John Wilkes Booth, Port Royal, Virginia

The Garrett Farm In Port Royal, Virginia Where John Wilkes Booth Was Shot By Union Soldiers

Photograph of the Garrett Farm in Port Royal, Virginia.

John Wilkes Booth had planned four separate plots against President Abraham Lincoln. On August 1864, he met with two friends, Samuel Arnold and Michael O’Laughlen, to discuss kidnapping the president and demanding the release of confederate prisoners in exchange for his release. That plan was abandoned since Lincoln did not go to the Ford’s Theatre on the night of the planned kidnapping, due to stormy weather.

Fords Theatre in the 1860s.

John Wilkes Booth was a guest of Lucy Parker, Booth’s girlfriend and the daughter of John Parker Hale, During Lincoln’s Inauguration. Booth was restrained by police for lunging at the President, and he responded that he had simply “stumbled”. Booth later said, “What an excellent chance, if I had wished, to kill the President on Inauguration Day!”

President Lincoln’s second Inauguration at the steps of the U.S. Capital.

On March 1865, John Wilkes Booth met with friends to discuss kidnapping Lincoln at a hospital during a play of, “Still Waters Run Deep”. The second plot was disbanded after President Lincoln stayed home yet again.

John Wilkes Booth decided, after his third failed plot, to kill President Lincoln and to have David Herd kill his cabinet members.

Photograph of John Wilkes Booth’s accomplice, David Herold.

On April 14, 1865, after John Wilkes Booth shot President Abraham Lincoln at the Ford Theatre, he spent the next few days trying to escape, with a broken leg from his fall from the balcony of that building.

John Wilkes Booth spent time getting food and supplies from Confederate sympathizers from his trip from Washington, D.C., to the homes of Dr. Mudd and Samuel Cox in the eastern shore of Maryland, to Lucas’s Farm in the Northern Neck of Virginia, and to the Brockenbrough-Peyton Home in Port Royal, where the daughter of the homeowner let John Wilkes Booth, David Herold and three confederate soldiers temporarily stay.

The last home that John Wilkes Booth stayed in before he was found at the Garrett Farm.

However, the homeowner was not present when the party arrived, and they were all were asked to leave upon his return.

The U.S. War Department authorized a $100,000 reward for the capture of John Wilkes Booth, which became the largest manhunt in the history of the United States.

Boston Corbett and Lieutenant Edward P. Doherty were the union calvary soldiers in charge of the manhunt for John Wilkes Booth.

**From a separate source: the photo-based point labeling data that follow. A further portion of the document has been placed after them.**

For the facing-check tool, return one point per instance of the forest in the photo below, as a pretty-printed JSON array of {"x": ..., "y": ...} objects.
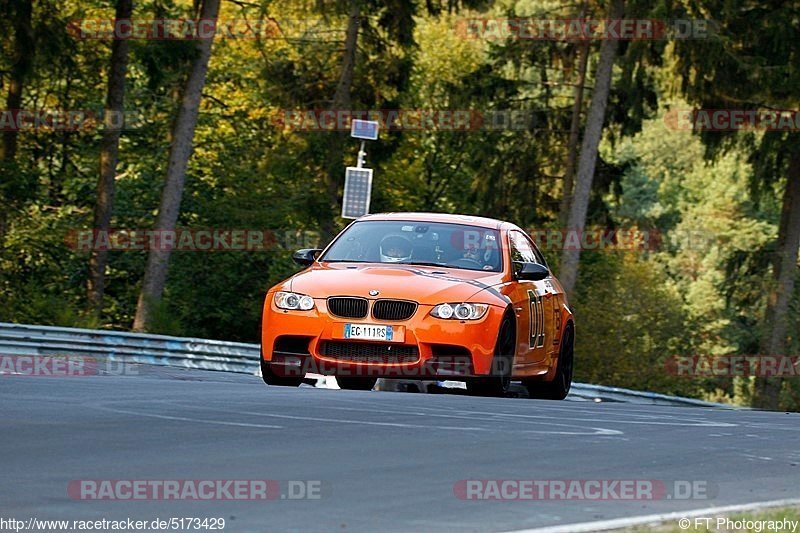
[{"x": 661, "y": 137}]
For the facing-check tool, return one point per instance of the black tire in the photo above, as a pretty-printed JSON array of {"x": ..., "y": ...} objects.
[
  {"x": 498, "y": 382},
  {"x": 270, "y": 378},
  {"x": 559, "y": 387},
  {"x": 357, "y": 383}
]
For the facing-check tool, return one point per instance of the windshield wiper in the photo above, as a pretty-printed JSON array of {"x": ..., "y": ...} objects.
[{"x": 421, "y": 263}]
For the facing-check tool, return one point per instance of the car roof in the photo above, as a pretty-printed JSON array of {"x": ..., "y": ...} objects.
[{"x": 468, "y": 220}]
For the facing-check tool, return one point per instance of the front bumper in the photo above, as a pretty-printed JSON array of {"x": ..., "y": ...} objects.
[{"x": 300, "y": 342}]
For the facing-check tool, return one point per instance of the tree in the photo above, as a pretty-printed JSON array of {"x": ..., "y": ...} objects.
[
  {"x": 574, "y": 129},
  {"x": 155, "y": 275},
  {"x": 588, "y": 156},
  {"x": 109, "y": 155},
  {"x": 341, "y": 102},
  {"x": 753, "y": 65},
  {"x": 21, "y": 12}
]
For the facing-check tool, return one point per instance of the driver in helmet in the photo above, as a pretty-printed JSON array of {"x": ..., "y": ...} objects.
[
  {"x": 472, "y": 253},
  {"x": 395, "y": 249}
]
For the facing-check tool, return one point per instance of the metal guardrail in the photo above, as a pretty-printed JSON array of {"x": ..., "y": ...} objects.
[
  {"x": 205, "y": 354},
  {"x": 20, "y": 339}
]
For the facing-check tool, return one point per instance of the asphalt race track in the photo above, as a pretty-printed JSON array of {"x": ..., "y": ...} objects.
[{"x": 385, "y": 461}]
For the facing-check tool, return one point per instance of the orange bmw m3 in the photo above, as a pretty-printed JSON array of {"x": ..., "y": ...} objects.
[{"x": 422, "y": 296}]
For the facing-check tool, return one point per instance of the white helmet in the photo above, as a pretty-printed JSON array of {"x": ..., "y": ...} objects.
[{"x": 395, "y": 248}]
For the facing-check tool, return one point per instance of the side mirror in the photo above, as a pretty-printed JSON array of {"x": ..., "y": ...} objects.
[
  {"x": 532, "y": 272},
  {"x": 306, "y": 256}
]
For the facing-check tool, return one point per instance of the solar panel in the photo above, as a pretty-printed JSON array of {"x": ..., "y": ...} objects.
[{"x": 357, "y": 192}]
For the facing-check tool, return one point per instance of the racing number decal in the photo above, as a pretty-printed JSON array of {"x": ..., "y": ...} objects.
[{"x": 536, "y": 322}]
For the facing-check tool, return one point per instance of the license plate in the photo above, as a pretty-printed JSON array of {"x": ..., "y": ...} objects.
[{"x": 368, "y": 332}]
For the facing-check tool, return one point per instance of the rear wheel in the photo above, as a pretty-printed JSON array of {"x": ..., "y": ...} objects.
[
  {"x": 351, "y": 383},
  {"x": 499, "y": 380},
  {"x": 559, "y": 387},
  {"x": 270, "y": 378}
]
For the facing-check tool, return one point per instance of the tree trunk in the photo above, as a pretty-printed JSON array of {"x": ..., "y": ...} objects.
[
  {"x": 568, "y": 270},
  {"x": 155, "y": 275},
  {"x": 20, "y": 67},
  {"x": 784, "y": 272},
  {"x": 109, "y": 153},
  {"x": 574, "y": 132},
  {"x": 341, "y": 102}
]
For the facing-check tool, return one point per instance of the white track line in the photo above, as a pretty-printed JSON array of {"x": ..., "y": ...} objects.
[{"x": 617, "y": 523}]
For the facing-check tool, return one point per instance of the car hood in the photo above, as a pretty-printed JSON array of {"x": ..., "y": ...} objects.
[{"x": 426, "y": 285}]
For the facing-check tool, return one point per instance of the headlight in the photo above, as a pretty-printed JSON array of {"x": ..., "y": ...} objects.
[
  {"x": 460, "y": 311},
  {"x": 293, "y": 301}
]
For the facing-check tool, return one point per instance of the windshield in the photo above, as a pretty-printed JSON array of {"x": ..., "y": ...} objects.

The historical marker in Charles County, which was part of the planned escape route that John Wilkes Booth took to Port Royal, Virginia during the manhunt.

After John Wilkes Booth left the Brockenbrough-Peyton Home he snuck into the nearby Garrett Farm in Port Royal, Virginia, without letting the owner of the farm know of his whereabouts. Union soldiers soon found John Wilkes Booth, hiding in a barn with several animals, within the farm. After a tense stand-off, which involved Union troops setting fire to the barn, the soldiers shot John Wilkes Booth after he failed to surrender.

On April 26, 1865, John Wilkes Booth died, on the porch of the house of the Garrett Farm, a few hours after being shot.

An “Assassin’s End” historical marker was placed at the 150 year anniversary of John Wilkes Booth’s death, after the original sign that was erected in 1937 was stolen in October, 2014.